Ho mostrato il Paese dei progetti realizzati.
Di cui andare fieri ed essere orgogliosi. Vedere quello che è stato possibile realizzare in modo capillare grazie al servizio silenzioso e continuo di migliaia di volontari, sacerdoti, religiosi e religiose, e con il sostegno dei fondi dell’8xmille, da’ soddisfazione a tutta la comunità. Anche perché risponde alla diffusa richiesta di concretezza, con credibilità e autenticità.

Cosa raccontano i 30 secondi?
C’è un codice “segreto” in ogni spot, una frase che rompe il ritmo o lo conferma con una ripetizione, oppure ti sorprende uscendo apparentemente dall’argomento. Ti spinge ad allargare lo sguardo, ti fa capire che stiamo raccontando le opere ma anche qualcosa di più, uno stile di vita alternativo. Attimi di una diversa visione del mondo. Una visione nella quale spiritualità non è solo fede ma sinonimo di libertà dai modelli di ricchezza, bellezza, successo.

A cosa si è ispirato?
Ogni frase della nuova campagna è ispirata ad un Vangelo vissuto, che da parola diventa azione, scelte e comportamenti che abbiamo visto da vicino e toccato con mano. Questo ci dà la garanzia della verità, che resta il primo vero obiettivo della comunicazione della CEI.

È stato difficile?
È sempre una grande sfida. Ma bisogna riconoscere che questa nuova campagna nasce sana e robusta perché costruita sulle fondamenta gettate dalla campagna precedente. Con il “Chiedilo a loro” abbiamo imparato tanto, sono stati 10 anni spesi tra le opere. Opere ricche di valori che non sempre è stato possibile raccontare all’interno di un format che dava la precedenza al semplice racconto della storia.

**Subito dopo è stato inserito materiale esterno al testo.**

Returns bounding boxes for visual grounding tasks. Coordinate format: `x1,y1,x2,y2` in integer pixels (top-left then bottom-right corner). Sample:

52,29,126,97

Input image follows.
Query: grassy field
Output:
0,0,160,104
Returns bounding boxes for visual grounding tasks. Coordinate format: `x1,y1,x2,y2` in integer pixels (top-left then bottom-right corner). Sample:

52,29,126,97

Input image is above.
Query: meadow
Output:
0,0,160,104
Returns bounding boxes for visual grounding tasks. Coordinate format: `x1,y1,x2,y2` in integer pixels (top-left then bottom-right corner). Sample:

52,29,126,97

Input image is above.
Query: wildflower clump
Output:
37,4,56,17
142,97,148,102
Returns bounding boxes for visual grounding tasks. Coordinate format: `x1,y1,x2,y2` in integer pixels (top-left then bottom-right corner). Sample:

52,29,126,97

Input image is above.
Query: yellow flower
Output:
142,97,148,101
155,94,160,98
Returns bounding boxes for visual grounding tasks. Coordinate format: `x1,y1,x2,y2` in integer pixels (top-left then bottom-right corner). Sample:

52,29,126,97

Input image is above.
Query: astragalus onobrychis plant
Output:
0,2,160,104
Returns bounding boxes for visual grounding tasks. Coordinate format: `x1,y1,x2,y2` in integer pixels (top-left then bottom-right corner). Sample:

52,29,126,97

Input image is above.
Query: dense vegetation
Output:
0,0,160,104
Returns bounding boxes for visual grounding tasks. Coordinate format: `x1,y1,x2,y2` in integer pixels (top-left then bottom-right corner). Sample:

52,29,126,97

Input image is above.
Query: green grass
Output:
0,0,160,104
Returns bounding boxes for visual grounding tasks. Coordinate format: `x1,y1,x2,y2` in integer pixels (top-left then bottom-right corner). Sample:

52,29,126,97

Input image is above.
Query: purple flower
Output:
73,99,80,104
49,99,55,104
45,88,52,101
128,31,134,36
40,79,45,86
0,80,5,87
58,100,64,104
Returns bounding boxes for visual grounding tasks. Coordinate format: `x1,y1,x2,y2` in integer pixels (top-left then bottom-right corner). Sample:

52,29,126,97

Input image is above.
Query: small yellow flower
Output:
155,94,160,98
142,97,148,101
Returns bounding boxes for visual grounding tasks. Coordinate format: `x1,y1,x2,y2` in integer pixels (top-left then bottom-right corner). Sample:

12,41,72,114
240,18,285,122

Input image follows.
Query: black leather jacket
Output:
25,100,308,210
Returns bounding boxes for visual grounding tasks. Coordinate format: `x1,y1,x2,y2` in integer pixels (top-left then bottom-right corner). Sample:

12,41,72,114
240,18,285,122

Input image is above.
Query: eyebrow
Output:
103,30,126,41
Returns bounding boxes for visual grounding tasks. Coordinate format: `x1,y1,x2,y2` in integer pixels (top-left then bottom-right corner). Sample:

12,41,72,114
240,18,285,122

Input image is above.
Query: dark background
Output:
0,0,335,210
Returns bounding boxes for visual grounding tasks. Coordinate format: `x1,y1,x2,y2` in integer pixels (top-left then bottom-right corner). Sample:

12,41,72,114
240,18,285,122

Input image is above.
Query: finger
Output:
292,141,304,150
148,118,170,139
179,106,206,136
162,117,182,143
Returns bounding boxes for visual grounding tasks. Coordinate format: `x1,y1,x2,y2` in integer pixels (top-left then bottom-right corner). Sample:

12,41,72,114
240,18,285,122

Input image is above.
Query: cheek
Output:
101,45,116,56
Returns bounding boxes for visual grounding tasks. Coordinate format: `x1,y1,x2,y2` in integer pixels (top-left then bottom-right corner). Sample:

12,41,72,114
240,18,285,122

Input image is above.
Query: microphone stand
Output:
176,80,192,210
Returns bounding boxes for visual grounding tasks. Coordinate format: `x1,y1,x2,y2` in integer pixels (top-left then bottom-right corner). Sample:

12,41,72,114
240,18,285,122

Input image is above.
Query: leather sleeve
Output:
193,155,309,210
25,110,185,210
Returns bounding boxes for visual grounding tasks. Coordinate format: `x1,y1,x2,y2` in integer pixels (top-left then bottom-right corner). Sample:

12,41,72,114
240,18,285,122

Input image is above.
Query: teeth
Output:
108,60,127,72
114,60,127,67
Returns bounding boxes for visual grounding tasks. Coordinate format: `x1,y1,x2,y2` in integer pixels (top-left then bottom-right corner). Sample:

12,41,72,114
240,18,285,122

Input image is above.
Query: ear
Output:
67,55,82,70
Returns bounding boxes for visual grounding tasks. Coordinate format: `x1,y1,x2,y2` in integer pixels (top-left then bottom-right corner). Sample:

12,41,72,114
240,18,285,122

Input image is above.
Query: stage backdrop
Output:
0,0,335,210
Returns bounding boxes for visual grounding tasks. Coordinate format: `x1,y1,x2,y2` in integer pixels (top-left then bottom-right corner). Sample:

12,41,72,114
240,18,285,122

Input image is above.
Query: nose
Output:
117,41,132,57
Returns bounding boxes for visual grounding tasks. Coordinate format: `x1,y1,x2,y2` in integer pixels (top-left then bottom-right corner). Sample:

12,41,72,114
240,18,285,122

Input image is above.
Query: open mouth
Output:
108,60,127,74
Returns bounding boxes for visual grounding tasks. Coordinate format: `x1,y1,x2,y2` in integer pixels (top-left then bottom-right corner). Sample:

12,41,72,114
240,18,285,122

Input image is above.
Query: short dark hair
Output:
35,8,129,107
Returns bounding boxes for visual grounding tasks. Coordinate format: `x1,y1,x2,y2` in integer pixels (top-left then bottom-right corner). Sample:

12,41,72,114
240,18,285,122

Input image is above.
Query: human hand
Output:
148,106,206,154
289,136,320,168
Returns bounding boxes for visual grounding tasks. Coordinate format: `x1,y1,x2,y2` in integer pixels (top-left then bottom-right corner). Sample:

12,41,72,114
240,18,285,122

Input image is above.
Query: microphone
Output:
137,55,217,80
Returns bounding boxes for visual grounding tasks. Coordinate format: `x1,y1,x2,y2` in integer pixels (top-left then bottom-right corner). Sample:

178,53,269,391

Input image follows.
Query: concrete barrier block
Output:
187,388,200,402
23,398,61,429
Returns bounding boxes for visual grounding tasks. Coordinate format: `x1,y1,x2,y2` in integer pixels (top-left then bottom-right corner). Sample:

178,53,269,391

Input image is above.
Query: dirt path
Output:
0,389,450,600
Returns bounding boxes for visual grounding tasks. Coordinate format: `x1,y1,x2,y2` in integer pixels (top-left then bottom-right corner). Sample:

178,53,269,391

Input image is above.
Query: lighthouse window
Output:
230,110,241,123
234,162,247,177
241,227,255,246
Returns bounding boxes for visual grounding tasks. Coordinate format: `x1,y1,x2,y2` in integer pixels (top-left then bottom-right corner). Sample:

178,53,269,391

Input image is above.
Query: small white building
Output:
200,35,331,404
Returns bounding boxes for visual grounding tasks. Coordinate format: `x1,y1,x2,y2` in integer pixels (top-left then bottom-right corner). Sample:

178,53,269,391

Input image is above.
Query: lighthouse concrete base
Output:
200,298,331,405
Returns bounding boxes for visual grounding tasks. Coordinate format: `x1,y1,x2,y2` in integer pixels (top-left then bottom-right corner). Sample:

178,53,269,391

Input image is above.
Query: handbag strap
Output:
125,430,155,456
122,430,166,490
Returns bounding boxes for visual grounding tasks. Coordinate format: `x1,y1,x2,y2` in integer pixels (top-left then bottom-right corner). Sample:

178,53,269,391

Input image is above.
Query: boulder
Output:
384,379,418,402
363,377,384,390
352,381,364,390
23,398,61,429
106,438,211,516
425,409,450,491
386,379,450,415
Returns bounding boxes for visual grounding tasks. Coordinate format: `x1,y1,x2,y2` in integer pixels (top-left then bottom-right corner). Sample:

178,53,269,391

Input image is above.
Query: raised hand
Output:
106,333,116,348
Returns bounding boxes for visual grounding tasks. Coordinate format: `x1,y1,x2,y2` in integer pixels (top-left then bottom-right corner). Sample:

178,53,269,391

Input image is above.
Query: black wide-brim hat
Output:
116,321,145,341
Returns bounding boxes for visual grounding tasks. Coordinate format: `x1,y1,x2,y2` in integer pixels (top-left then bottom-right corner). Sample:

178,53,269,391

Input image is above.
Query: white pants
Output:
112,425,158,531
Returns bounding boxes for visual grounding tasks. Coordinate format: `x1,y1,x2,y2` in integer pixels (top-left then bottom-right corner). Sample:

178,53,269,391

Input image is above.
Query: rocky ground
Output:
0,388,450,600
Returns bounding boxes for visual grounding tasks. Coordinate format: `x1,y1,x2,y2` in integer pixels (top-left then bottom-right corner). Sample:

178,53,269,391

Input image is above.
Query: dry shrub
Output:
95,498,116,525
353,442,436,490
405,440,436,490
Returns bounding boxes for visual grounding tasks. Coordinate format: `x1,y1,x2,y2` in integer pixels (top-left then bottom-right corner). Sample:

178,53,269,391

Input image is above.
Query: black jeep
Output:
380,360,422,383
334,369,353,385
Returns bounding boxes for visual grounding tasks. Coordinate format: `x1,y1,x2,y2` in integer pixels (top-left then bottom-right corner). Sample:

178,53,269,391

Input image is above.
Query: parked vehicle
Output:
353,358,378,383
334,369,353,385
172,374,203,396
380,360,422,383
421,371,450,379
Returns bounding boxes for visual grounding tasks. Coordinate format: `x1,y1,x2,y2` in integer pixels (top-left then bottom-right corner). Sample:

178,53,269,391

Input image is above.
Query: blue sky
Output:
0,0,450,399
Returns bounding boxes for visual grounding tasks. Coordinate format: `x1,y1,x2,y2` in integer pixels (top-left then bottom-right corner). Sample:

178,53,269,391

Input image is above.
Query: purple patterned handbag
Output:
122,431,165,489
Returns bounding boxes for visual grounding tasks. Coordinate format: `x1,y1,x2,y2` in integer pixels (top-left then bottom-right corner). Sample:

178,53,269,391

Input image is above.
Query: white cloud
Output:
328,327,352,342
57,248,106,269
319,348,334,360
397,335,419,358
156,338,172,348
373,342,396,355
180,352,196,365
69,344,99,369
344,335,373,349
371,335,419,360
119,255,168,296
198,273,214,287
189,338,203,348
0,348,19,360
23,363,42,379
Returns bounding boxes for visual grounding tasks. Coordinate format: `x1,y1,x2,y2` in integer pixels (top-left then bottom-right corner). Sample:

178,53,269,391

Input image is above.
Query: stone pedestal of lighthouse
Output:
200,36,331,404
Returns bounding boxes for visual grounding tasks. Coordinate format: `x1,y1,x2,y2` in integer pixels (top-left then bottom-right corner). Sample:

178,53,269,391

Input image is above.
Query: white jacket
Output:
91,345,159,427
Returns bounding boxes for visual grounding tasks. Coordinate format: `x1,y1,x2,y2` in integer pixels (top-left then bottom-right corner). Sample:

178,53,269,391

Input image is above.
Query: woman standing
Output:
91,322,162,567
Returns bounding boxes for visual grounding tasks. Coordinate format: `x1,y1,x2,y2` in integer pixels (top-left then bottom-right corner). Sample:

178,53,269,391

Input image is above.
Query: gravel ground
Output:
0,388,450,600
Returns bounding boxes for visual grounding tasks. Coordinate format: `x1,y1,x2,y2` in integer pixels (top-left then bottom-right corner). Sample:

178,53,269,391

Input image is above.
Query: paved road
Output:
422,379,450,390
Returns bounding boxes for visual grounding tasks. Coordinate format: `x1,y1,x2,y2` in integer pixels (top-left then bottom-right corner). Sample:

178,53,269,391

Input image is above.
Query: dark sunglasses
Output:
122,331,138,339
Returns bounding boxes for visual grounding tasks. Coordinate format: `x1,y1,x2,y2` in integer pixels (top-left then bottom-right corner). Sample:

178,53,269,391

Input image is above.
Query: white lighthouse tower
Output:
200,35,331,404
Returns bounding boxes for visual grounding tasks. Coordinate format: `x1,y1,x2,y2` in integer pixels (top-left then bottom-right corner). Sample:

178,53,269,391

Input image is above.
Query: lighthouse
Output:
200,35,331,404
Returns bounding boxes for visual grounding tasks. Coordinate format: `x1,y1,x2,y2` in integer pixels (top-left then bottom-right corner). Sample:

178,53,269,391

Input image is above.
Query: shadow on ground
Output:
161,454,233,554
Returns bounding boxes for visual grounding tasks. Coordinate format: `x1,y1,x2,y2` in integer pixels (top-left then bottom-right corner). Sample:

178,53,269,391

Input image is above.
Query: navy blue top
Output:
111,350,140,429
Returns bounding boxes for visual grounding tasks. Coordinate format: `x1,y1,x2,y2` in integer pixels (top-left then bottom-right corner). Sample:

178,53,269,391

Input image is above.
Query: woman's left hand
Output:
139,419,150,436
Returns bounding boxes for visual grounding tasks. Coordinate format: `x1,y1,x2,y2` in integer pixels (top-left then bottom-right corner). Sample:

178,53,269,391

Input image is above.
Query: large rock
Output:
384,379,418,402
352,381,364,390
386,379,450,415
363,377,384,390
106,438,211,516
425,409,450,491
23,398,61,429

Dieci anni passati tra le opere…ne ricorda qualcuna che le è rimasta nel cuore? Qualche persona che ricorda in modo particolare?
Difficile, quasi impossibile fare una classifica. Porto tutti dentro di me e la notte spesso mi vengono a trovare. Ma se proprio devo scegliere penso ad alcune storie di missionari coraggiosi e un po’ folli incontrati in Amazzonia o in Africa e poi le voci e i volti curiosi dei bambini circondati da mafie e cemento in alcune zone dimenticate del nostro Paese.

Dal punto di vista personale, questa esperienza più che decennale con la CEI, l’ha cambiata in che modo?
Prima di tutto ha cambiato il mio percorso professionale. Ho mandato all’aria “una brillante carriera” fatta di premi e cariche internazionali e ho scelto di ricominciare come regista di una campagna che dal punto di vista creativo anni fa sembrava essere poco stimolante. E’ stata una scelta avventata, ma di cui non mi sono mai pentito. Anzi, di più, posso dire che dopo quella di aver avuto i miei figli, è stata la migliore della mia vita. Chiuso in un ufficio forse avrei avuto una vita più facile ma non avrei mai incontrato la meravigliosa umanità che in questi anni ho cercato di raccontare.

Non so se sono diventato una persona migliore. Ma ho imparato a vedere e sentire non solo con gli occhi e le orecchie.